Ursula von der Leyen ha poi parlato della
necessità di definire strategie per realizzare un piano che implementi
l’ideologia Lgbtqi negli ordinamenti giuridici dell’Unione e degli Stati
membri. Come riportato dal Centro studi Livatino,
«la
subordinazione dei finanziamenti europei all’adeguamento degli ordinamenti
degli Stati membri alle azioni contenute nel piano è grave, si tratta di una
potestà che esula dai poteri conferiti all’Unione dall’art. 10 del
Trattato sul funzionamento dell’Unione Europea (Tfue) e dà vita a
un’interpretazione di mala fede di trattati istitutivi. L’art. 10 Tfue,
infatti, deve essere letto in combinato disposto con gli art. 5 e 6 e con il
più generale principio di razionalità, per cui la leva finanziaria non può essere utilizzata come strumento
surrettizio per forzare la sovranità degli Stati membri in materie che esulano
dalle competenze dell’Unione Europea. E tale coartazione, da parte della
Commissione, appare tanto più odiosa nella misura in cui, dichiarando di
applicarsi anche ai finanziamenti per l’emergenza sanitaria, discrimina
apertamente i malati e le loro famiglie rispetto ad altre categorie
sociali (gli Lgbtqi) senza alcuna base razionale».

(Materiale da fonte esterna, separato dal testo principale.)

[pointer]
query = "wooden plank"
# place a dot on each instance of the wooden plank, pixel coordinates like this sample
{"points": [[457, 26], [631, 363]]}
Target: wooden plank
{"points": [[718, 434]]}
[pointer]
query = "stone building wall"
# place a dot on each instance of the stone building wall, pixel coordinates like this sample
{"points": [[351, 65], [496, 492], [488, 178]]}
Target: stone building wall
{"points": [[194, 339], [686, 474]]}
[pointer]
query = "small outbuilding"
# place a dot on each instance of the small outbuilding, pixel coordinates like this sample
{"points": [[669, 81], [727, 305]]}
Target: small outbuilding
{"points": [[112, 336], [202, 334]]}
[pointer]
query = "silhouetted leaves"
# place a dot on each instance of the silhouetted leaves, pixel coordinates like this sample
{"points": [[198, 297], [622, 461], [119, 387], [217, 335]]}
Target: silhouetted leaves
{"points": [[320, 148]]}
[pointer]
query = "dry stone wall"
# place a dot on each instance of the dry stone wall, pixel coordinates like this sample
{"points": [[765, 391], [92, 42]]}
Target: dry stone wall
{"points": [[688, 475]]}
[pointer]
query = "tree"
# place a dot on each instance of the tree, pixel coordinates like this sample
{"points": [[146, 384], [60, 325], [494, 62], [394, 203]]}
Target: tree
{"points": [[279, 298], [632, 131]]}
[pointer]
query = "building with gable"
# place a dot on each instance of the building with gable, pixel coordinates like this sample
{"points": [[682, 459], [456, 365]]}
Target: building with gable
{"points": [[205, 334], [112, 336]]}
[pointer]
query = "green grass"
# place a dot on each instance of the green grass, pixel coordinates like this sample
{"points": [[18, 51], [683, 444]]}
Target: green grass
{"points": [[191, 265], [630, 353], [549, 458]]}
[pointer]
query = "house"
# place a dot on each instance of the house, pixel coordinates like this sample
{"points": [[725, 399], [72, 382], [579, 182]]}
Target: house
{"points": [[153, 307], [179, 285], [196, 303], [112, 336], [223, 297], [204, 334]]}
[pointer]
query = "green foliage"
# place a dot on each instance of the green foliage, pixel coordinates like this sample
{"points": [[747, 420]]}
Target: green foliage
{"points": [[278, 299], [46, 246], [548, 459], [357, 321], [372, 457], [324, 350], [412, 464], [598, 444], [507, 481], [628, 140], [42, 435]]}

LA VERA MINACCIA SONO I PAESI DEL NORD
Ungheria e Polonia non hanno dunque tutti
i torti a protestare contro questa nuova iniziativa. Soprattutto, non si può dimenticare che sono stati i paesi del Nord (Olanda,
Danimarca, Svezia, Austria e Finlandia) a insistere sull’inserimento della
clausola dello Stato di diritto proprio per scatenare la reazione di Budapest e
Varsavia e così affossare, o almeno rimandare, l’odiato Recovery Fund. Come
nota Federico Fubini sul Corriere, la vera minaccia al lancio
del fondo europeo sono i paesi cosiddetti “frugali”.
Se i governi possono trovare un’intesa sul
meccanismo di condizionalità sullo Stato di diritto, magari annacquandolo tanto
da renderlo ininfluente, il Recovery Fund una volta approvato dal Consiglio
europeo dovrà essere ratificato dai Parlamenti nazionali. «In Olanda il 17 marzo ci sono le elezioni politiche, dunque la
ratifica slitta almeno ad aprile. Danimarca e Svezia sono rette da governi di
minoranza che non controllano Parlamenti molto sospettosi verso il Recovery
Fund. In Finlandia non è molto diverso. È dunque anche il tentativo di
rassicurazione dei parlamentari dei paesi nordici che spinge la Commissione ad
essere troppo pignola sui prerequisiti dei piani nazionali da presentare».
SE NE RIPARLA A LUGLIO, MA NON ERA
«URGENTE»?
Chi è dunque che tiene in ostaggio il
Recovery Fund? Né la Polonia né l’Ungheria, ma i paesi del Nord. Se i membri
dell’Ue riusciranno alla fine a raggiungere un faticoso accordo, è impossibile
che le risorse arrivino prima dell’estate 2021. A questo punto sorge una
domanda: ma la risposta europea alla crisi causata dalla pandemia a partire da
marzo non era «necessaria e urgente» (Giuseppe Conte, aprile 2020), «doverosa e
urgente» (Angela Merkel giugno 2020), «nobile e urgente» (Ursula von der Leyen,
settembre 2020)? Non per tutti, evidentemente.